The two budget committees are responsible for setting overall spending targets for federal programs.
The President's budget message to the Congress, delivered last Monday, said that "one of the highest priorities I have set for my Administration is the return to a more appropriate role for the federal government in the nation's education systems and policies."
The message characterized the President's posture as continuing the ''commitment to avoid[ing] improper federal involvement in state, local, and family decisions, while preserving proper federal support for key national policy goals such as supporting compensatory and handicapped education, facilitating access to higher education, and helping states improve science and mathematics education."
By far the most controversial of the President's proposals was the plan to restructure the Chapter 1 compensatory-education program to permit states or school districts the option of giving parents a federal ''voucher"--of approximately $450--to be spent at public or private schools.
'Broaden Family Choice'
The program's stated goal is to "broaden family choice" by permitting poor parents to purchase private schooling with federal funds, if they so choose.
But lobbyists contended last week that public schools and state education agencies were unlikely to participate voluntarily in the program, making it "unworkable."
"I would prefer just making the voucher plan mandatory," said Lawrence A. Uzzell, president of Learn Inc., a private organization that has promoted education vouchers. "We don't allow states to make the decision about whether college aid should go to the students in private colleges. We just do it," Mr. Uzzell said.
Other lobbyists said the plan was likely to result in a First Amendment lawsuit, similar to that pending in the U.S. Supreme Court over a tuition tax-deduction law in Minnesota.
"We're very supportive of Chapter 1 and think it's working very well for the students involved in both the public and private schools," said Robert L. Smith, executive director of the Council for American Private Education.
"We're not against discussing possible changes in Chapter 1, if those changes won't weaken it," he said. He added that the voucher plan has not been widely implemented before, and he cautioned that the Administration should not "try out engineering [a new program] on those who are at the bottom of the ladder economically and socially."
Because the voucher idea is "still being studied" by Administration officials, according to Secretary Bell, education lobbyists speculated as to why the Administration chose to announce the plan before its proposal was complete.
"The Administration is active in trying to mollify the 'Far Right,"' claimed one lobbyist, who asked not to be identified. "I don't think Congress is going to go one inch with that idea, because it's a lot of baloney," the lobbyist added.
The vocational-education budget proposal also drew fire last week.
As proposed by the Administration, the $728-million vocational-education program and the $95-million adult-education program would be combined into a $500-million block grant to the states.
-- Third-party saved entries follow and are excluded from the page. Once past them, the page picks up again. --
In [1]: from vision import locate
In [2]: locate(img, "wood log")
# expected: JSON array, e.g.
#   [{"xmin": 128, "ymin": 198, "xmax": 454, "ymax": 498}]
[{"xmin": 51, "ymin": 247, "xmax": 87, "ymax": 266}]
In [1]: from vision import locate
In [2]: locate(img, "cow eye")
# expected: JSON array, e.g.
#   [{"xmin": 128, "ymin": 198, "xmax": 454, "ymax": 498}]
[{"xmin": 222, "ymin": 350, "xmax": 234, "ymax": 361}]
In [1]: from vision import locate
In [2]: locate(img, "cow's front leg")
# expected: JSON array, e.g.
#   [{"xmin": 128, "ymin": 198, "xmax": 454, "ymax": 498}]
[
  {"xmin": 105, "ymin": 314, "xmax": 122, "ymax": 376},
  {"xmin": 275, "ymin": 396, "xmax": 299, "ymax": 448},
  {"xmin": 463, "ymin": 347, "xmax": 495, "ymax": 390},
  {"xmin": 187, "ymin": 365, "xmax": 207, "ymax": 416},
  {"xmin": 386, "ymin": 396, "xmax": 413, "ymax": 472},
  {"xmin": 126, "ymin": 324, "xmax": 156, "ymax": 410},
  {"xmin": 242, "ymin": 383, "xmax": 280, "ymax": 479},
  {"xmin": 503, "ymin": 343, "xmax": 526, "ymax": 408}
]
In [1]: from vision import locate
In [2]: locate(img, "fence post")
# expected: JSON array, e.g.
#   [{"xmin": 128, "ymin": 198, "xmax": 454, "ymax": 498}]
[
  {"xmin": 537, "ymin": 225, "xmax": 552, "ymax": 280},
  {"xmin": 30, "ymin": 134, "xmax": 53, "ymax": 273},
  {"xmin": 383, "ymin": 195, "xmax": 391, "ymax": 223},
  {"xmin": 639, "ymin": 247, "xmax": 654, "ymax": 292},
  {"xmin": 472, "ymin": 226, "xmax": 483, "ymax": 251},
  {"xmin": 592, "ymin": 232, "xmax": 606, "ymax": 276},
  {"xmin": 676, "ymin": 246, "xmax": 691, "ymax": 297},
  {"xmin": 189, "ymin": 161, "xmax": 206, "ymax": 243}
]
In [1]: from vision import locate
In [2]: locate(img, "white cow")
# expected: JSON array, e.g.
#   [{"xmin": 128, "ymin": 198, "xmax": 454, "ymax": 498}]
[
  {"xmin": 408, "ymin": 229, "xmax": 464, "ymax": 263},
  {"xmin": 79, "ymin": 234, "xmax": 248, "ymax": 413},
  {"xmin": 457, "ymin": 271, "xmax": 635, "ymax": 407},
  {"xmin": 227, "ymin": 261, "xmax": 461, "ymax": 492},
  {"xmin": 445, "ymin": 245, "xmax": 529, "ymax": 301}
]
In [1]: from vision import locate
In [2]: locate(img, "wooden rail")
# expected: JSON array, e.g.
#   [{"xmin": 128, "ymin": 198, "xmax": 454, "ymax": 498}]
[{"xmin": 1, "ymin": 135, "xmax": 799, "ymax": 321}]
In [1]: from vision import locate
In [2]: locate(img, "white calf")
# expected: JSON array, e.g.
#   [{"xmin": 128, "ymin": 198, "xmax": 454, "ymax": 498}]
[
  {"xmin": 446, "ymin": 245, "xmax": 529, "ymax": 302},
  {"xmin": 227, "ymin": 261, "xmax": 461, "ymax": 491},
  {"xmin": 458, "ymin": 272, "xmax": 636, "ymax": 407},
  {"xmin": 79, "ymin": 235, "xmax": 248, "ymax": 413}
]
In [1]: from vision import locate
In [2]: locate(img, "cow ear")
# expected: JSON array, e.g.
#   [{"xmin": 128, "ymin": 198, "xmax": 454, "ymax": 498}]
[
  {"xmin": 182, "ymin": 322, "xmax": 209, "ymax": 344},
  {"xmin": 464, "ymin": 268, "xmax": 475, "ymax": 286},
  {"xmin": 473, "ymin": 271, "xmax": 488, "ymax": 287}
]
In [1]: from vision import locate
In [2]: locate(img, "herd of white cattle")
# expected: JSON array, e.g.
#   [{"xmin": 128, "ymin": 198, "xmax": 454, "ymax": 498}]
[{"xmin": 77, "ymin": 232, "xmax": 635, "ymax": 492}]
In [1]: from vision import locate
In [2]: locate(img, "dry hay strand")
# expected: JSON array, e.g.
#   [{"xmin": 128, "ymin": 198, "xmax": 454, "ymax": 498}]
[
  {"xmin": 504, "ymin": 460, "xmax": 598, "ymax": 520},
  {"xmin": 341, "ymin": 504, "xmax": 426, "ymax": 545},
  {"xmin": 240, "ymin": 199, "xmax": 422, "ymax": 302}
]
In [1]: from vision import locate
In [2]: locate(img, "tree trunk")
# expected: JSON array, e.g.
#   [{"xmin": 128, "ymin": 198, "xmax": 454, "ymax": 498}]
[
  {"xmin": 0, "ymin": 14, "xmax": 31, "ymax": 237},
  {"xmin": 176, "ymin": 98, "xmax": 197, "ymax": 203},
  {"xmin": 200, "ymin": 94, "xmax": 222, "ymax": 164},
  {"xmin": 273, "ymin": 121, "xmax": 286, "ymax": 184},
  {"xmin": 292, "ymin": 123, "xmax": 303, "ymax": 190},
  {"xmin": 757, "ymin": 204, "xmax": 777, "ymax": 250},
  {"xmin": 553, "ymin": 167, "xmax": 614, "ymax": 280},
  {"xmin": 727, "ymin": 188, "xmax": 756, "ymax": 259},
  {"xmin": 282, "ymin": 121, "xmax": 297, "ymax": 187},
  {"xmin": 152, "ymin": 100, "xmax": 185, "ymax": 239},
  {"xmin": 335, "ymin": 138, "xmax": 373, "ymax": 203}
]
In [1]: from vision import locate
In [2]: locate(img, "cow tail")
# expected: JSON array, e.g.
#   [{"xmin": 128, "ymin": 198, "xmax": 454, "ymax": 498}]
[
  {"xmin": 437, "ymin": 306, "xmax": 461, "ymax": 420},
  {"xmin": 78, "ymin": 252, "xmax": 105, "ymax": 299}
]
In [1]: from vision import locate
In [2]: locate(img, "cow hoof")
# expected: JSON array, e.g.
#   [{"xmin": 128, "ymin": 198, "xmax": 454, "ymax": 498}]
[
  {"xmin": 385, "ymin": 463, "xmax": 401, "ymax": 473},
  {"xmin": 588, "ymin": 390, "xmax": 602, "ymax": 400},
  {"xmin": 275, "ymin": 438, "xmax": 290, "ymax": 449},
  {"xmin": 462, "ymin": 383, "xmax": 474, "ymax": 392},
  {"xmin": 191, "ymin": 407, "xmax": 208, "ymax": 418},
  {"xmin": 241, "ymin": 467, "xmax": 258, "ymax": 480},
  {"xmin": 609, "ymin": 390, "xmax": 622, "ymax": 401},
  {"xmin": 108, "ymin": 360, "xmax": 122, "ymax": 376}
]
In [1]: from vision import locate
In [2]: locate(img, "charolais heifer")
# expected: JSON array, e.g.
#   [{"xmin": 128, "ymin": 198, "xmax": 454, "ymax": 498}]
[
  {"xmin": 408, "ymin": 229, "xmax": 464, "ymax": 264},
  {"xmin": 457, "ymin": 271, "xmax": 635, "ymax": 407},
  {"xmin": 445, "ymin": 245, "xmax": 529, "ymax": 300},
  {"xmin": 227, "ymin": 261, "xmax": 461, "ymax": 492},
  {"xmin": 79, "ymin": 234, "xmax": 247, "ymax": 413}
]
If the Congress were to accept the President's latest New Federalism proposal, responsibility for those programs--along with the Chapter 2 block grant and the rehabilitation-services program--would eventually be turned over completely to the states.
Anita Epstein, a lobbyist for the National Association of State Boards of Education, said state-board members would "appreciate some flexibility, but we don't want a reduction of funds."
"We think there is a very definite federal role in preparing our youth for jobs," she added.